To make two old ladies happy, I would let them teach me what they knew.

But I was the one who’d had a late dinner with Jackson and had planned another one sometime in the future.

Like Nancy said, All’s fair in love and war, and I did not like to lose any more than Ada Lou did.

I stuck around long enough to help put the game away, fold the chairs and table and stash them in the hall closet, and have a second cup of hot chocolate.

“I’m going to take a late nap. You run along now,” Ada Lou said with a glimmer in her eyes. “If you are lucky, you’ll get to wave at Jackson, too, as you pass by the mailboxes.”

“I thought Nancy was going to do that,” I said.

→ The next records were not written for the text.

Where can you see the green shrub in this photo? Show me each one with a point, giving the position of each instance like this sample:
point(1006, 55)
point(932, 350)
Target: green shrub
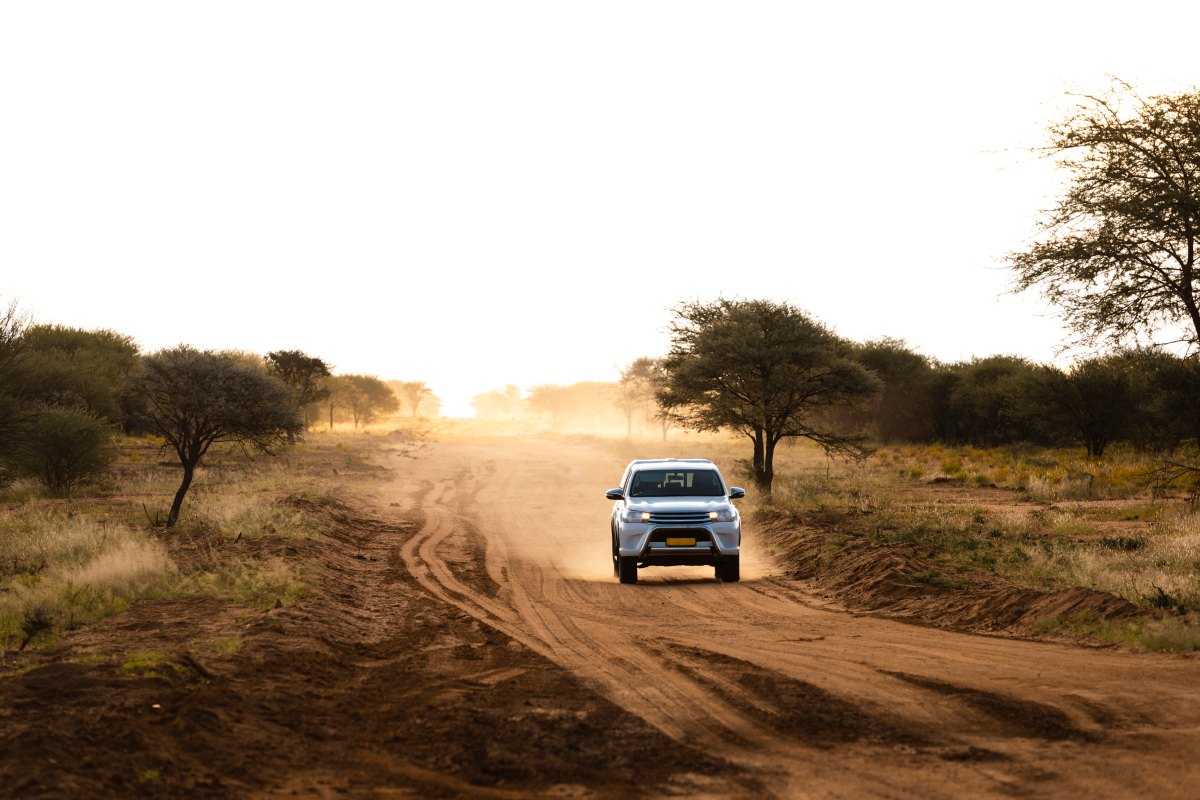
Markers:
point(64, 447)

“When she wasn’t looking, I set the clock on the microwave up twenty minutes,” Ada Lou whispered. “I’ll teach her to bake my favorite cookies and not share with me.”

“Shame on you!” I scolded. “Y’all are both old enough to be Jackson’s grandmothers.”

Ada Lou handed me my jacket and opened the door. “Don’t call us old. Neither of us even need glasses. And like I told you, when the weather is fit, we hike every day.”

I took a step outside. “And even if you would have to have a book to remember how to have sex, you still like to look at a sexy man, right?”

“Now you are learning—but, darlin’, I would not need a book if I wanted to jump a man’s bones. I was very good at that business at one time, and I’m sure I would be again.” She closed the door before I could say another word.